Demystifying Automatic Differentiation

If you recall from highschool you’ll probably remember the definition of a derivative:

\[\begin{equation} f'(x) = \lim_{\epsilon \rightarrow 0} \frac{f(x+\epsilon) - f(x)}{\epsilon} \label{eq:deriv} \end{equation}\]

Which is the same as saying: “what’s the slope of the line which crosses $f(x)$ and $f(x + \epsilon)$?”:

derivativeSlope

This $\epsilon$ is really a perturbation, a small amount of “noise” that is added to $x$ in order to calculate the slope.

What the $\lim_{\epsilon \rightarrow 0}$ tell us is that the smallest $\epsilon$ is, the more accurate will be our calculation of $f’(x)$.

Ideally, if we had infinitely precise computers, it wouldn’t be a bad idea to use this method for computing derivatives. Unfortunately, this is not the case. We start having (big) problems as long as we keep reducing $\epsilon$.

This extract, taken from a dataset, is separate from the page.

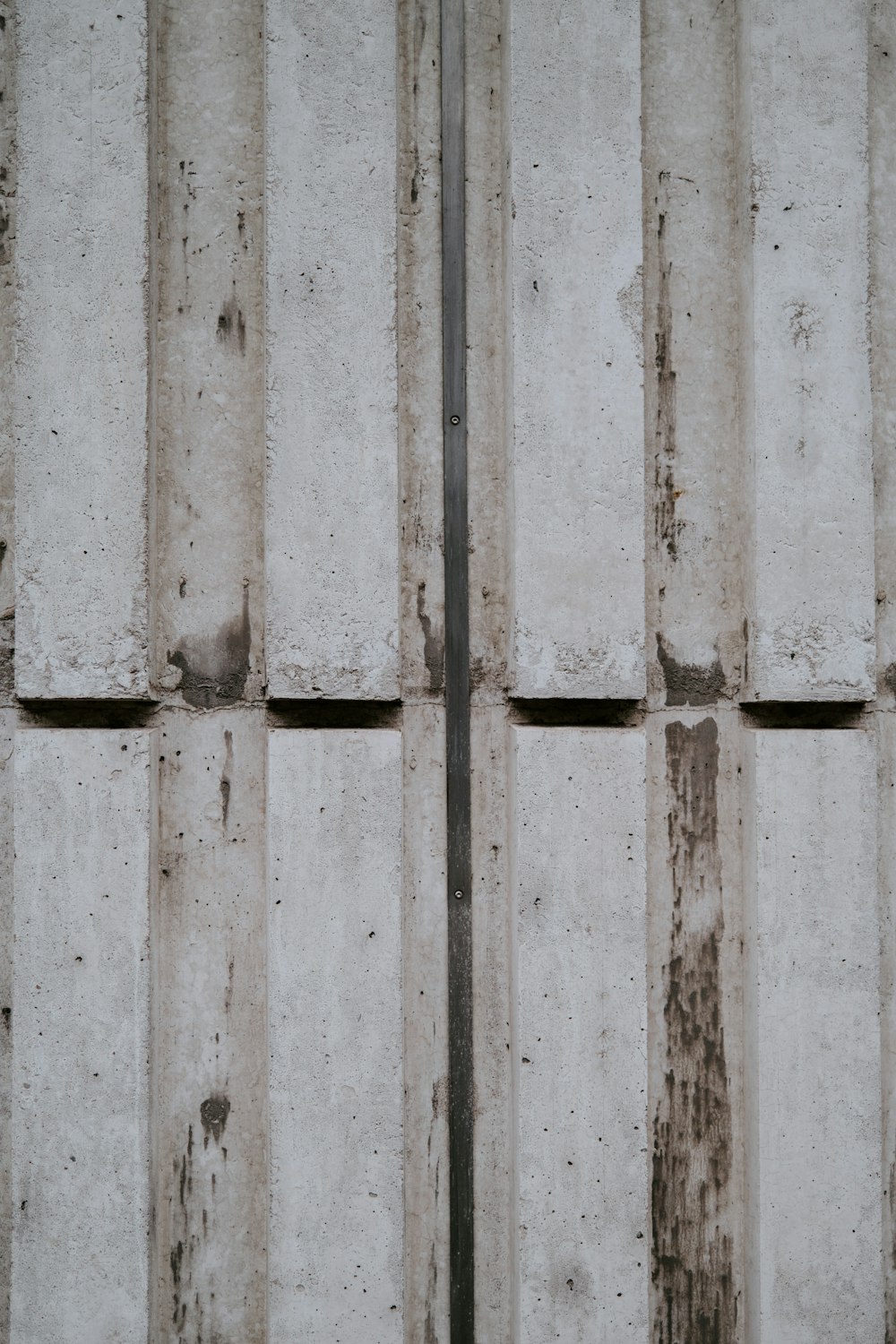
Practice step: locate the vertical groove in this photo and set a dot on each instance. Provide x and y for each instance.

How does a computer read numbers?

Why is that? Why we cannot simply reduce $\epsilon$ as far as we want?

TL;DR The number of bits we have for representing numbers is finite, so, inevitably, we incur in rounding errors which create great numerical instability.

Computers use the IEEE 754 standard for representing floating point numbers (i.e. numbers in $\mathbb{R}$). For example, with 32 bits, a number is represented in the following way:

Floating point representation

This limits out “resolution” to about $10^{-126}$, which is the smallest absolute number (apart from $0$) we can represent.

Simplifying with an example. Imagine we only have bits for representing up to two significative figures. If we, for example had $\epsilon=0.25$ and we wanted to calculate $\frac{\epsilon}{2} = 0.125$, which is not representable with two decimals, we thus would have to round, having $\epsilon=0.13$.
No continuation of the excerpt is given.